AxelPolleres: to @ivan: if it covers more but should be the same, is it a requirement that the single mapping produces more triples?

<ericstephan> @Axel I wonder if the IBM work related to DFDL and Daffodil annotating data as XML document...

gkellogg: There are advantages to looking at RDF mappings. Serialising RDF to JSON-LD gives you a JSON result. There is a spec for doing that. Looking at simple mapping — it now does provide the RDF tools to turn the graph into something more structured using SPARQL

<Zakim> gkellogg, you wanted to comment on JSON-LD from RDF with Framing

<AxelPolleres> what I meant to say is, wouldn’t it make sense to require that the “simple CSV to RDF” mapping is a *superset* (in terms of resulting triples) of “CSV->SQL->RDB2RDF direct mapping”?

ivan: Yes. Conceptually, I was wondering about the same thing. But as an implementer only interested in JSON: this is a long and torturous road. It might be a deal-breaker.

<JeniT> +1 to ivan

ivan: Having a separate document that shows what you get in JSON and making it as close as possible to JSON-LD — as ericP said, there should be no major difference between the direct mapping and the simple mapping —
... If there are differences because JSON requires something different then we have to accept that.

gkellogg: We need to include people comfortable with these technologies.

ivan: I disagree. People who don't know anything about RDF — they just want it in JSON. There are loads of people there

hadleybeeman: I agree with that

<ericstephan> +1 Ivan

ivan: Even as an RDF person — this is a painful reality.

danbri: We have a spectrum of enthusiasm for RDF.
... We need to mush these interests together. With Schema.org and Microdata (designed to be super simple for publishers) — even those were too complex
... These developers aren't thinking in terms of triples or graphs.
... Saying RDF is the answer because you can serialise to RDFXML — long histories of failings here. Let's not spend the next 10 years doing the same with JSON

ErikMannens: What's wrong with profiles? Simple profiles? More extended profiles?

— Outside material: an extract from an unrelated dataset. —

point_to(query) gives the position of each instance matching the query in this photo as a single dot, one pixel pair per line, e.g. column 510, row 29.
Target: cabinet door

<phila> XML is not fading away - its use is growing. Honestly (Liam assures us)

ivan: The simple mapping to RDF is there. The definition is strictly done on the conceptual level in RDF. If someone wants to go that route and get JSON-LD, it's fine.
... If they do that, or do direct JSON, the two things should be close. But we don't talk about that. The document should be readable for someone in that context.
... The context is a good example. If you serialise the result of the RDF mapping into JSON-LD, then you will have all those things there. But if you serialise directly in JSON, you will not.

ivan... If you want to some how be in the RDF world, then great. But if you're not — those are noise. Irritating noise.

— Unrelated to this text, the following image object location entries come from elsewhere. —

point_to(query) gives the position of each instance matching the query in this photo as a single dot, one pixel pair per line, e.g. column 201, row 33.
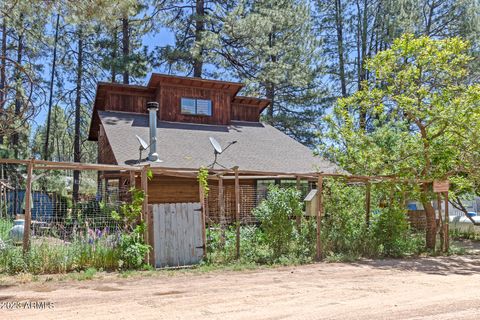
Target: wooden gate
column 177, row 233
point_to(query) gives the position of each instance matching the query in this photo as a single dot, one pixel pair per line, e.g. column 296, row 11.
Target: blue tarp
column 42, row 206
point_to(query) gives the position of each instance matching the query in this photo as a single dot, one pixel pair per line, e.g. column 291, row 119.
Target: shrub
column 392, row 233
column 133, row 249
column 275, row 215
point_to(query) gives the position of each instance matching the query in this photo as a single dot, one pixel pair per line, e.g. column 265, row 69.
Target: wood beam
column 237, row 212
column 28, row 208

gkellogg: The tide seems to be moving toward well understood structured data in a lot of communities that were hostile to RDF. I don't know that we need to pander to a JSON mapping that doesn't contain some aspects of this.

danbrI: we
... 'll pick this up later

meeting goals

<ericstephan> @phila - I agree with Liam's comment, lots of legacy communities still using XML, other communities that are emerging such as High Energy Physics very interested in XML. Just not sure about the CSV XML connection.

Review our implementation types

jenit: We've looked at RDF, XML, JSON — that's one set of implementations. But I'm also interested in validators (validating a set of CSV files against the metadata to say if it's formatted correctly, has the right columns, etc.)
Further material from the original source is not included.